宇喜多秀家は自らは信徒にはならなかったが、切支丹に好意的で
家臣で改宗するものが多かった。
全登は洗礼名をヨハネといい自分の城にバテレンを呼んで
城下で布教させるほど熱心で、全登の働きによって
三〇〇〇人が改宗したといわれる。関ヶ原の戦いで
宇喜多秀家がもはやこれまでと討ち死にを覚悟すると
これを諌めて逃亡させたことや、全登自身も逃げて
備中の国に身を隠したのはキリスト教の教義への篤信あらわれであろう。
大阪の陣では全登は信教上の目的と、自らの賞典を辞して
主君秀家の召還を願い出る目的があった。全登は
大阪城中における五人衆の一人である。全登は数人のバテレンと、
洗礼名モニカという彼の母とカタリナという息女などの女性を入城させ
傷病兵の看護にあたらせていたと言われている。
夏の陣五月七日、東軍の背後から急襲するように
船場から迂回しようとしたとき天王口の西軍敗れたりとの情報を聞き
市街南端に留まり東軍を迎え撃った。

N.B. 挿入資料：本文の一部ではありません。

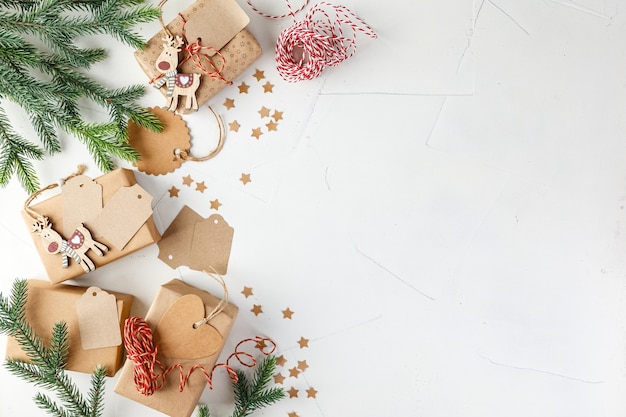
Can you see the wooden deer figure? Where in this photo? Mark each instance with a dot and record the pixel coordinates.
(76, 247)
(177, 84)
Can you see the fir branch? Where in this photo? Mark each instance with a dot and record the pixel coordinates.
(46, 366)
(50, 99)
(253, 395)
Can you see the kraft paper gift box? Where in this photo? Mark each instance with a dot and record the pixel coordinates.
(219, 24)
(169, 399)
(111, 183)
(48, 304)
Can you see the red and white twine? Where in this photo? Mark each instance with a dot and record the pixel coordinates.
(326, 37)
(149, 373)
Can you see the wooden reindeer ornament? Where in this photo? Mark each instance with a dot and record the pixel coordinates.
(177, 84)
(75, 247)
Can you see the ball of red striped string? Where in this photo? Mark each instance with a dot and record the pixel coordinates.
(326, 37)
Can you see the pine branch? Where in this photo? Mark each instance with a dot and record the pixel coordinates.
(253, 395)
(50, 99)
(46, 366)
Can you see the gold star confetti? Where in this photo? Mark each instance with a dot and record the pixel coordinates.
(303, 342)
(259, 75)
(234, 126)
(281, 360)
(256, 132)
(245, 178)
(200, 186)
(243, 88)
(229, 103)
(293, 392)
(215, 204)
(268, 87)
(187, 180)
(287, 313)
(277, 115)
(264, 112)
(271, 125)
(173, 191)
(247, 291)
(302, 365)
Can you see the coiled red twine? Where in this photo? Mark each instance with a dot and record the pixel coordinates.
(326, 37)
(149, 373)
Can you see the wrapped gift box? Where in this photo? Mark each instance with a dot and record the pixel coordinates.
(111, 183)
(48, 304)
(169, 399)
(219, 24)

一時は越前兵を潰走させたが、
東軍に四方から攻められたため全登は城東に血路を開き
関ヶ原と同様に逃げた。
その後全登は備前国の和気郡に潜居したという。
また九州筑後国柳川の熱心な切支丹に匿われとも、
南蛮へ渡ったともいう。いずれにせよ彼は自殺はしなかったのである。





投稿本当にありがとうございました。